The Fourteenth Amendment to the Constitution says that all persons born in the United States are citizens of the United States. The nativism behind the push to repeal or amend the Fourteenth is ugly and obvious. So are the tactical reasons why the likes of Mitch McConnell, Jeff Sessions, and John McCain have brought this idea from the fringe into the mainstream. But before we get too exercised, we should ask whether these guys might be on to something.

Maybe it shouldn't be so easy to become a citizen.

After all, when I look at some of the selfish, fear-mongering, divisive anti-immigrant activists seeking to end birthright citizenship, I see living proof that being born here doesn't necessarily make you a good citizen. And I know many non-citizens in America who, in the way they live and work and serve community and country, are many times better Americans than some of the entitled non-contributors who scream about "anchor babies" subverting our way of life.

So here's a proposal, offered only partly in jest: no resident of the United States, whether born here or abroad, should get to be a citizen until age 18, at which time each such resident has to take a test. The test should include the stuff that naturalizing immigrants today need to know - the three branches, the national anthem, who chopped down the cherry tree - but it should also ask what you've done to contribute to the common wealth, through civility and stewardship and service to others. If you pass, you get to be a citizen - for, say, ten years. At which time you take the test again to renew your citizenship for another decade.

If you want to spend a few years as an antisocial, solipsistic hoarder, without regard for the health of neighbor or nation, that's your choice. If you care more about the next judge on American Idol than the next justice of the Supreme Court, that's your prerogative. But you just might end up, in your apathy or ignorance, disqualified for citizenship. You might end up an illegal alien.

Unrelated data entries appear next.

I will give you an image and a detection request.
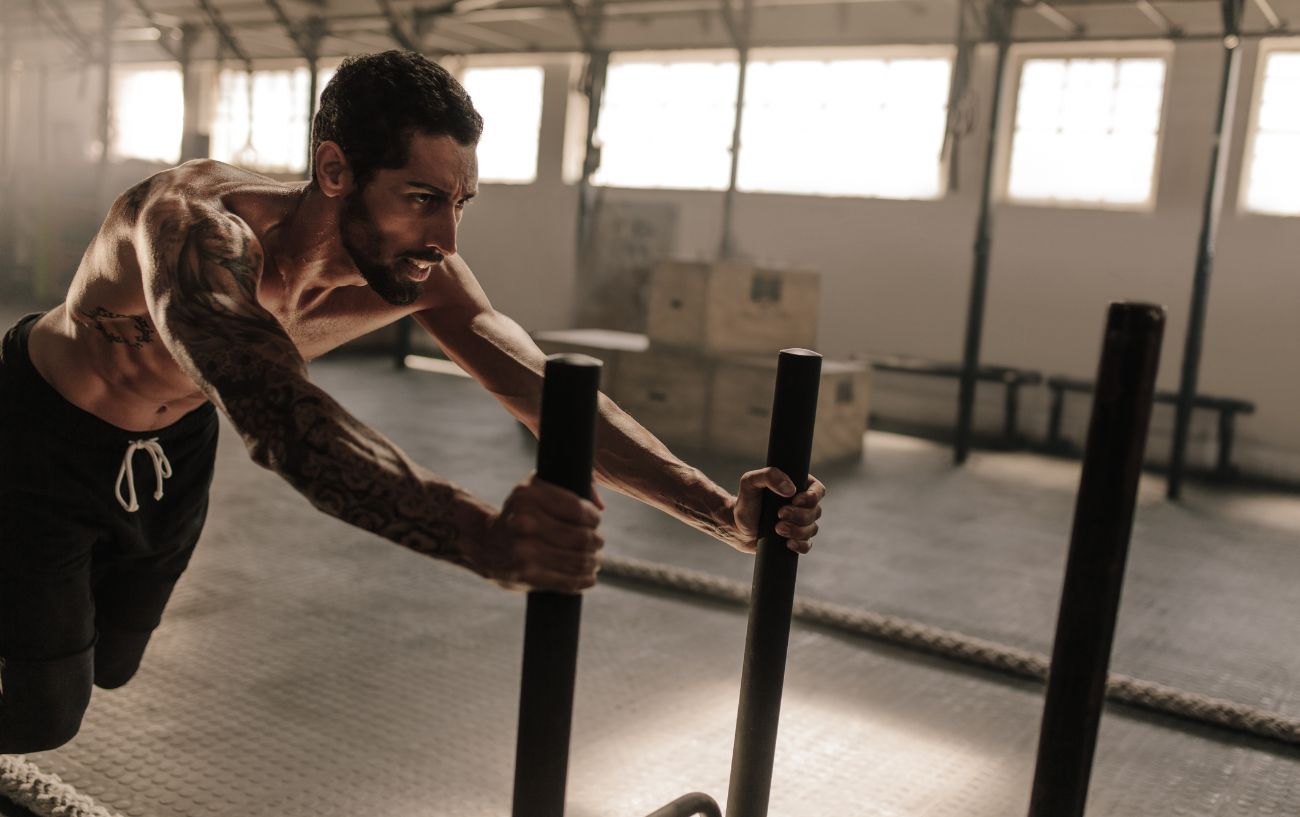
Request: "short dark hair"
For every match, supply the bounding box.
[312,51,484,186]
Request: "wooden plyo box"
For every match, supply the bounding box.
[533,329,650,401]
[707,355,871,467]
[646,261,822,355]
[614,349,712,450]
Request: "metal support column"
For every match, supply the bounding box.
[1166,0,1245,500]
[0,3,14,277]
[576,51,610,281]
[718,0,754,259]
[177,25,207,161]
[953,0,1015,464]
[99,0,117,182]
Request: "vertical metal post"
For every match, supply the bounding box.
[99,0,117,178]
[302,17,325,178]
[1030,303,1165,817]
[393,315,415,372]
[1165,0,1244,500]
[727,349,822,817]
[953,0,1015,464]
[0,3,14,275]
[718,0,754,259]
[576,51,610,271]
[31,62,52,303]
[512,355,601,817]
[303,53,320,178]
[177,25,200,161]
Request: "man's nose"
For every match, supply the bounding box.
[424,207,458,255]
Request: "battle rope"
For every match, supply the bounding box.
[601,557,1300,744]
[0,557,1300,817]
[0,755,120,817]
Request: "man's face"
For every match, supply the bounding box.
[339,134,478,306]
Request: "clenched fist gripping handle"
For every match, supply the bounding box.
[727,349,822,817]
[512,355,601,817]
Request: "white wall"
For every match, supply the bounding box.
[4,42,1300,480]
[488,42,1300,480]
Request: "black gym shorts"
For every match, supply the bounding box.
[0,309,218,671]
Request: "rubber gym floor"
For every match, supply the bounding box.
[2,340,1300,817]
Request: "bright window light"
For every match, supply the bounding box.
[112,68,185,164]
[1008,57,1165,207]
[212,68,333,173]
[1245,51,1300,216]
[592,57,740,190]
[736,59,952,199]
[462,66,543,185]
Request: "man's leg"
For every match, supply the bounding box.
[0,535,95,755]
[95,494,208,690]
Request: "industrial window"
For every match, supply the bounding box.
[1245,49,1300,216]
[462,65,543,183]
[592,55,740,190]
[1006,57,1165,208]
[211,68,334,173]
[109,66,185,164]
[736,52,952,199]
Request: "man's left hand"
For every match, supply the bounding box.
[732,468,826,553]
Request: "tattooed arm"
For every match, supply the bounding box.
[138,206,598,589]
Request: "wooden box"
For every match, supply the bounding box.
[614,350,711,450]
[533,329,650,401]
[707,355,871,467]
[646,261,820,355]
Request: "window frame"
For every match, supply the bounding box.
[104,60,185,167]
[736,43,957,202]
[590,48,740,195]
[203,57,345,181]
[993,39,1175,213]
[1236,35,1300,219]
[438,53,554,187]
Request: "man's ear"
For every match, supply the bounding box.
[313,142,352,198]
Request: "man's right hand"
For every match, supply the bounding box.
[473,474,605,593]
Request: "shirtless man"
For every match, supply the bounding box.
[0,52,824,753]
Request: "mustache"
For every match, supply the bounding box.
[402,251,446,264]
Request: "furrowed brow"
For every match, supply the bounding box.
[407,180,478,202]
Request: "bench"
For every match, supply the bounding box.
[1047,377,1255,479]
[865,355,1043,446]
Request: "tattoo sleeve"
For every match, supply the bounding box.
[139,215,493,569]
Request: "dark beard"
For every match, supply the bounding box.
[339,190,424,306]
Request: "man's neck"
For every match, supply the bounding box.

Of course, somebody would have to decide who exactly is qualified to be a citizen. Oh, I know: let's put that judgment in the hands of those politicians whose re-election date is nearest on the calendar. In fact, let's repeal one of the great amendments to the Constitution to make it so.

A crazy, unworkable, un-American proposal? Perhaps. Like some others floating out there now. But "true citizenship" is a sword that cuts both ways. And it's high time we put the new nativists to the test of their own words.

Republicans say they want citizenship to truly mean something. Let's be equal-opportunity about it and test everyone, including those very Republicans and others whose forbears came here generations ago. Let's dispense with the accident of birth as the measure of membership and see who really earns it. Look around. Fewer are worthy than bandy about the credential. And I can tell you this: most of the unworthy will not be border-crossers from Mexico.

Eric Liu, a former speechwriter and senior policy adviser to President Clinton, is the son of immigrants. He is co-author, with Nick Hanauer, of The True Patriot.